En diciembre de 2005, la militancia del Movimiento Al Socialismo (MAS) pregonaba “jichhapi jichaxa” (ahora es cuando, del aymara). Entonces, Evo Morales ganaba las elecciones y, por primera vez, el movimiento indígena y popular llegaba a la cima del poder ostentado por años por coaliciones conservadoras o partidos de derecha.
Comenzaba el llamado “proceso de cambio”, que implicaba la apertura del Estado a sectores históricamente excluidos y su reestructuración política, económica y social con la impronta del movimiento indígena originario campesino.
Y la Asamblea Constituyente, que conservó la hegemonía del MAS, consolidó el Estado Plurinacional a través del nuevo contrato social que implicó la Constitución Política del Estado.
Mientras, Morales se asentaba más en el poder, hasta conseguir una y otra elección con votaciones históricamente mayoritarias. Sin embargo, su desobediencia al referéndum de 2016, que le dijo No a una segunda reelección presidencial, fue el principio del fin.
Sin embargo, con ayuda el Tribunal Constitucional, en 2019 Morales zafó aquel veredicto electoral y se presentó como candidato. Al cansancio de una parte de la población por su persistencia de buscar la reelección, el parón del sistema de transmisión de resultados electorales preliminares encendió la crisis: la irrupción de Luis Fernando Camacho, el motín policial, la reunión extralegislativa de la UCB, la denuncia de “fraude” electoral, la renuncia del presidente, el golpe de Estado, la autoproclamación de Jeanine Áñez y el asilo del expresidente.
La situación dejó en el limbo al MAS, pero luego del desastroso gobierno de aquella se repuso en las elecciones de 2020 al ganar la votación con Luis Arce, candidato impuesto por Evo Morales, a pesar del ampliado de Huanuni que había definido el binomio David Choquehuanca-Andrónico Rodríguez. Como se sabe, el otrora líder del MAS había decidido el nombre de su otrora ministro de Economía en diciembre de 2019, durante su asilo en México.
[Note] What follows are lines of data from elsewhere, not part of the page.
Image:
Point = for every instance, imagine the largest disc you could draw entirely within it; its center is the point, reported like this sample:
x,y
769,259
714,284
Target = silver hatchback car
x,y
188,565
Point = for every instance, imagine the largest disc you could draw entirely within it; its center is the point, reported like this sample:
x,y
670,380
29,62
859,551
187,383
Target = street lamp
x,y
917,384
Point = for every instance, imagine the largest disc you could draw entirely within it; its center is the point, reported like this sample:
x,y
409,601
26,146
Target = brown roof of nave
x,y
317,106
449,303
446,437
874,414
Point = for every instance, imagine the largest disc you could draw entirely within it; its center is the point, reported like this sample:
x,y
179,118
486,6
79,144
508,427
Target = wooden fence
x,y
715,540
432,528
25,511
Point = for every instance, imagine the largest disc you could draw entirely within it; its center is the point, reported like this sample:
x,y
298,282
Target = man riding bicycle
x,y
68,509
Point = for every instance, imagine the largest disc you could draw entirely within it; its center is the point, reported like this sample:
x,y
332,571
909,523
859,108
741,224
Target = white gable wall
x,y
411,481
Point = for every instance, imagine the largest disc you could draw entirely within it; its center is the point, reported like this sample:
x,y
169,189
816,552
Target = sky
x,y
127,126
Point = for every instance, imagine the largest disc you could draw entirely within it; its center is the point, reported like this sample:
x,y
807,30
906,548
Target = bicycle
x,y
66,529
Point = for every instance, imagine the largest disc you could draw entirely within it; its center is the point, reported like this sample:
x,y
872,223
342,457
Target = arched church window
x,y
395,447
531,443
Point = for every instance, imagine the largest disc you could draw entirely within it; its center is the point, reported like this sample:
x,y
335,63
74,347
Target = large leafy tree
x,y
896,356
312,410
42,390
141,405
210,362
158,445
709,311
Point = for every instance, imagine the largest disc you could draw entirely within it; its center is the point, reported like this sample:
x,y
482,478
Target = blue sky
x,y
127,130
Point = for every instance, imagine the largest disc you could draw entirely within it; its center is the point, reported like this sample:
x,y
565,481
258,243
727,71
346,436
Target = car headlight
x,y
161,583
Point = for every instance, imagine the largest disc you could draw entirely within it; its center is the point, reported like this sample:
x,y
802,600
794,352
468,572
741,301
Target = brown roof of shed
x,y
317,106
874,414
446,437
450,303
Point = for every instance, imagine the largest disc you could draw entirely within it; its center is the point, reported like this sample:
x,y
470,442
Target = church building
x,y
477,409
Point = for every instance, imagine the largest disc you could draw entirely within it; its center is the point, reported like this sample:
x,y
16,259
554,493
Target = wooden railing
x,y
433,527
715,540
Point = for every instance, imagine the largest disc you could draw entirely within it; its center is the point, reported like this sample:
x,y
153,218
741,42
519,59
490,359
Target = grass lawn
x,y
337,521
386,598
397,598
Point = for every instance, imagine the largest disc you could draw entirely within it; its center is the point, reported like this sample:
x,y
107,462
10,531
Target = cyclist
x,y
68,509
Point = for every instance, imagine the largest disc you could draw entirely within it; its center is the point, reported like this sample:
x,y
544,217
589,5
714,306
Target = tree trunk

También en México Morales se había planteado volver al poder en 2025. Es decir, pensó que Arce iba a ser solo un presidente “transitorio”.
Esa condición explica su temprana ruptura con el mandatario, a quien lo llamó traidor y no terminó de desacreditarlo en los últimos cuatro años. Se convirtió en su enemigo político, al punto de boicotear muchas leyes para la gestión gubernamental, entre ellas los créditos.
Esa ruptura se contagió en las organizaciones sociales del antiguo Pacto de Unidad que, en su momento, sostuvo a los gobiernos de Morales.
Así, el MAS se bifurcó entre evistas y arcistas. Sin embargo, una sentencia constitucional consumó la división: el partido se quedó del lado del arcismo y el evismo tuvo que renunciar en masa.
Lo paradójico de esa decisión es que legisladores evistas continúan en filas del MAS, entre ellos Andrónico Rodríguez, que, apartado de forma escandalosa de su mentor, es candidato presidencial por otra organización política, Alianza Popular, sin la bendición de Morales.
Al frente, luego de la declinatoria de Arce, el exministro Eduardo del Castillo se postula por el MAS. En tanto, Morales, impedido por fallos del Tribunal Constitucional y por los plazos del calendario electoral, verá si sus dos antiguos correligionarios pueden repetir victorias del MAS.
Mientras, el “proceso de cambio” hace aguas por el divorcio miserable de sus líderes, aunque tiene por muchos años más el sostén de la Constitución, que solo podrá ser tocada con una Asamblea Constituyente difícil de convocar.